L’ERE DES COMPLOTS

“Encourager, constituer et organiser, avec le concours d’autres personnes, une association secrète de militaires et de civils visant à provoquer une insurrection armée” : voici comment un magistrat de Padoue définit la tentative de coup d’Etat dans l’un de ses réquisitoires. A la clé, des inculpations d’une gravité croissante : “association subversive”, “conspiration politique”, “tentative de coup d’Etat”, “insurrection armée”.

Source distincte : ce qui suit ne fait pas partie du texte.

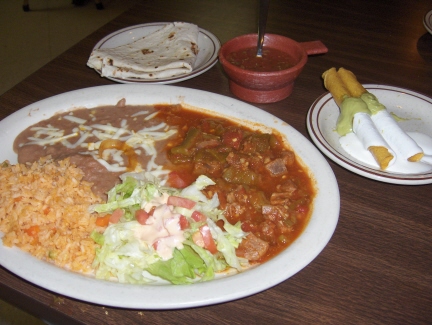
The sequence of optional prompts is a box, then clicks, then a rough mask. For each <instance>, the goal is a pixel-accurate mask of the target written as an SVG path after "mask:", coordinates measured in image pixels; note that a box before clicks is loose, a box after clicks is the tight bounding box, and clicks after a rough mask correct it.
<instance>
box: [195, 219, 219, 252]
mask: <svg viewBox="0 0 432 325" xmlns="http://www.w3.org/2000/svg"><path fill="white" fill-rule="evenodd" d="M199 230H200V233H201V236H202V237H203V241H204V248H205V249H207V250H208V251H209V252H210V253H212V254H216V253H217V251H218V250H217V248H216V243H215V241H214V239H213V237H212V235H211V232H210V227H209V226H208V225H204V226H201V227H200V228H199Z"/></svg>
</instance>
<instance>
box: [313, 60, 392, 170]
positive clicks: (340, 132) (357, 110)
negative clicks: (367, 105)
mask: <svg viewBox="0 0 432 325" xmlns="http://www.w3.org/2000/svg"><path fill="white" fill-rule="evenodd" d="M322 77H323V79H324V86H325V87H326V89H327V90H329V91H330V93H331V94H332V96H333V98H334V99H335V102H336V104H337V105H338V106H339V107H340V110H341V112H340V115H339V117H338V121H337V124H336V131H337V132H338V133H339V135H341V136H344V135H346V134H348V133H350V132H354V133H355V134H356V136H357V137H358V138H359V140H360V141H361V142H362V144H363V146H364V148H365V149H366V150H368V151H369V152H370V153H371V154H372V156H373V157H374V159H375V161H376V162H377V163H378V165H379V166H380V168H381V169H383V170H384V169H386V168H387V167H388V166H389V165H390V164H391V163H392V162H394V160H395V159H394V158H395V154H394V152H393V150H392V149H391V147H390V146H389V145H388V144H387V142H386V141H385V140H384V138H383V137H382V135H381V134H380V133H379V132H378V130H377V128H376V127H375V125H374V123H373V121H372V119H371V116H370V115H371V114H370V110H369V109H368V106H367V104H366V103H365V102H364V101H363V100H362V99H361V98H358V97H355V96H354V95H357V96H359V95H360V96H361V94H362V93H363V92H364V91H363V90H364V88H363V86H361V84H359V83H358V82H357V79H356V78H355V76H353V75H351V74H350V72H349V71H347V70H345V69H343V68H341V69H339V71H337V70H336V68H331V69H329V70H327V71H325V72H324V73H323V75H322Z"/></svg>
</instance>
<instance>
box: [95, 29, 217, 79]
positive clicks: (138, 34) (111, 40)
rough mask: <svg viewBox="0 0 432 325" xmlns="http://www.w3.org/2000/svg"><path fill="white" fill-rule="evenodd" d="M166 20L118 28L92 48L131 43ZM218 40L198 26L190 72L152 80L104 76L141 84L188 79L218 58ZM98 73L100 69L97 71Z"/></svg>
mask: <svg viewBox="0 0 432 325" xmlns="http://www.w3.org/2000/svg"><path fill="white" fill-rule="evenodd" d="M166 24H168V23H166V22H157V23H149V24H141V25H135V26H130V27H126V28H123V29H120V30H118V31H116V32H114V33H112V34H109V35H108V36H105V37H104V38H103V39H101V40H100V41H99V42H98V43H97V44H96V45H95V47H94V48H93V50H96V49H103V48H114V47H117V46H121V45H125V44H128V43H132V42H134V41H136V40H137V39H139V38H141V37H144V36H146V35H149V34H151V33H153V32H155V31H157V30H159V29H161V28H162V27H163V26H165V25H166ZM220 46H221V44H220V41H219V39H218V38H217V37H216V36H215V35H213V34H212V33H210V32H209V31H206V30H204V29H202V28H199V34H198V49H199V52H198V56H197V59H196V61H195V65H194V68H193V70H192V71H191V72H190V73H187V74H184V75H179V76H175V77H171V78H161V79H153V80H145V79H137V78H114V77H106V78H107V79H110V80H112V81H116V82H119V83H142V84H147V85H149V84H171V83H176V82H180V81H184V80H188V79H191V78H194V77H196V76H199V75H200V74H202V73H204V72H206V71H207V70H209V69H210V68H211V67H213V66H214V65H215V64H216V62H217V60H218V53H219V49H220ZM98 73H99V74H100V71H98Z"/></svg>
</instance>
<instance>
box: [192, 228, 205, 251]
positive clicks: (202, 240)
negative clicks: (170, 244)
mask: <svg viewBox="0 0 432 325" xmlns="http://www.w3.org/2000/svg"><path fill="white" fill-rule="evenodd" d="M192 241H193V242H194V243H195V244H196V245H198V246H199V247H204V238H203V236H202V235H201V233H200V232H199V231H197V232H195V233H193V234H192Z"/></svg>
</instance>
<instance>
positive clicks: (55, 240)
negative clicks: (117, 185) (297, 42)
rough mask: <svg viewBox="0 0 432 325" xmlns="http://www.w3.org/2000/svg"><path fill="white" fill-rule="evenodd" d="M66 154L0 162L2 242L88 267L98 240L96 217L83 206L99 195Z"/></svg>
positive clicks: (74, 267) (81, 267)
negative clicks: (94, 235) (45, 156)
mask: <svg viewBox="0 0 432 325" xmlns="http://www.w3.org/2000/svg"><path fill="white" fill-rule="evenodd" d="M82 178H83V172H82V171H81V170H80V169H79V168H77V167H75V166H73V165H71V164H70V162H69V159H65V160H62V161H58V162H55V161H53V160H51V159H49V158H41V159H40V160H39V161H38V162H35V163H33V164H17V165H10V164H9V163H8V162H7V161H5V162H3V163H2V164H1V165H0V184H1V186H0V231H2V232H3V233H4V237H3V239H2V240H3V244H4V245H5V246H9V247H11V246H17V247H19V248H20V249H22V250H24V251H26V252H29V253H30V254H32V255H34V256H36V257H37V258H40V259H42V260H45V261H49V262H52V263H54V264H56V265H58V266H60V267H64V268H67V269H70V270H73V271H79V272H86V273H87V272H89V271H91V264H92V262H93V259H94V257H95V249H96V248H97V247H98V245H97V244H96V243H95V242H94V241H93V240H92V239H91V238H90V234H91V232H92V231H93V230H94V229H95V228H96V225H95V220H96V216H94V215H91V214H90V213H89V212H88V211H87V209H88V207H89V206H90V205H91V204H94V203H99V202H100V201H101V200H100V198H98V197H97V196H95V195H94V194H93V192H92V191H91V185H92V184H90V183H88V182H86V181H83V180H82Z"/></svg>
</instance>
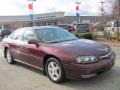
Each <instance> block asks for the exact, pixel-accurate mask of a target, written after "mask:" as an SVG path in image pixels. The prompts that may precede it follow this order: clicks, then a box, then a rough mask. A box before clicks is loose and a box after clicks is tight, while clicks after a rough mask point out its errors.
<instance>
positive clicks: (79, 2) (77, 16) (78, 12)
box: [75, 1, 81, 23]
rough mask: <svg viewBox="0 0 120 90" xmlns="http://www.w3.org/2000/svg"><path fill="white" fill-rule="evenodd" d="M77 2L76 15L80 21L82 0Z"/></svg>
mask: <svg viewBox="0 0 120 90" xmlns="http://www.w3.org/2000/svg"><path fill="white" fill-rule="evenodd" d="M75 4H76V16H77V18H78V22H79V23H80V9H79V5H80V4H81V2H80V1H76V2H75Z"/></svg>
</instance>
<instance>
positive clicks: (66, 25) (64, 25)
mask: <svg viewBox="0 0 120 90" xmlns="http://www.w3.org/2000/svg"><path fill="white" fill-rule="evenodd" d="M59 27H61V28H64V29H68V27H67V25H59Z"/></svg>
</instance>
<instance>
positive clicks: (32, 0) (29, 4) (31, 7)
mask: <svg viewBox="0 0 120 90" xmlns="http://www.w3.org/2000/svg"><path fill="white" fill-rule="evenodd" d="M28 1H31V4H29V6H28V8H29V10H31V11H32V13H31V14H30V17H31V19H32V24H33V26H35V20H34V7H33V2H34V1H36V0H28Z"/></svg>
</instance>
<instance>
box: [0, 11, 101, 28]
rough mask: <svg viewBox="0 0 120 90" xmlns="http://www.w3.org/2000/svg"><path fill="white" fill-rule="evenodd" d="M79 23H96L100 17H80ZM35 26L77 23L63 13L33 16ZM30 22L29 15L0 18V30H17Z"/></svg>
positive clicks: (51, 13)
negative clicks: (86, 22)
mask: <svg viewBox="0 0 120 90" xmlns="http://www.w3.org/2000/svg"><path fill="white" fill-rule="evenodd" d="M80 19H81V22H83V21H87V22H89V21H90V22H91V21H92V22H97V21H100V20H101V18H100V16H81V17H80ZM34 21H35V25H36V26H40V25H58V24H61V23H67V24H72V23H74V22H77V17H76V16H64V12H55V13H45V14H36V15H34ZM32 25H33V24H32V20H31V18H30V16H29V15H26V16H25V15H22V16H0V29H17V28H21V27H29V26H32Z"/></svg>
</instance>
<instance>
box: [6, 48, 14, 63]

Dans l’Italie des années 60 et 70, des militaires et des civils rêvent de sauver leur pays du communisme et de l’anarchie en s’emparant du pouvoir pour rétablir l’autorité de l’Etat. Une chimère absurde ? A l’ouest, le Portugal et l’Espagne vivent depuis plusieurs décennies sous des régimes autoritaires; au nord, le général De Gaulle vient de revenir au pouvoir; à l’est, les colonels grecs réussissent leur coup d’Etat du 21 avril 1967.

Mais les conspirations qui défraient la chronique italienne entre 1964 et 1974 tiennent plus du complot d’opérette que du coup d’Etat savamment ourdi. Première tentative : en juillet 1964, le général De Lorenzo, du corps des carabiniers (la gendarmerie italienne) déclenche le “plan Solo”, qui échoue misérablement dans une totale pagaille, malgré l’aide active du service de renseignement militaire de l’époque, le SIFAR -dissous par la suite et remplacé par le SID.

En décembre 1970, c’est le “complot de la rose des vents” fomenté par le prince Junio Valerio Borghese, héros de la guerre sous-marine dans le second conflit mondial et dignitaire de la République sociale italienne (1943-45). Appuyé par des industriels, des officiers supérieurs -dont le directeur de l’Académie militaire, le général Ugo Rica- Borghese projette des opérations de provocation -attentats, guérilla- en Italie du Nord. Mais le secret des conspirateurs est celui de polichinelle et l’opération avorte. Le prince Borghese s’enfuit en Espagne où il meurt en août 1974. C’est Giovanni Tamburino, jeune juge Padouan médiatique et ambitieux, qui instruit l’affaire et suit entre Rome, Milan, Turin, Bologne et Padoue une “piste noire” bien embrouillée. Procès en 1977 : les principaux conspirateurs sont condamnés à des peines de 10 à 15 ans de prison, pour avoir tenté de renverser la république. En juillet 1978, 46 inculpés du “golpe Borghese” sont condamnés à des peines légères pour “association subversive”; le chef de “tentative de coup d’Etat” n’est pas retenu. Enfin, après quinze ans d’enquêtes et de procès, la Cour d’appel de Rome conclut qu’il n’y a pas eu conspiration politique à proprement parler, mais bavardage entre farceurs et mythomanes et acquitte sans exceptions tous les conjurés.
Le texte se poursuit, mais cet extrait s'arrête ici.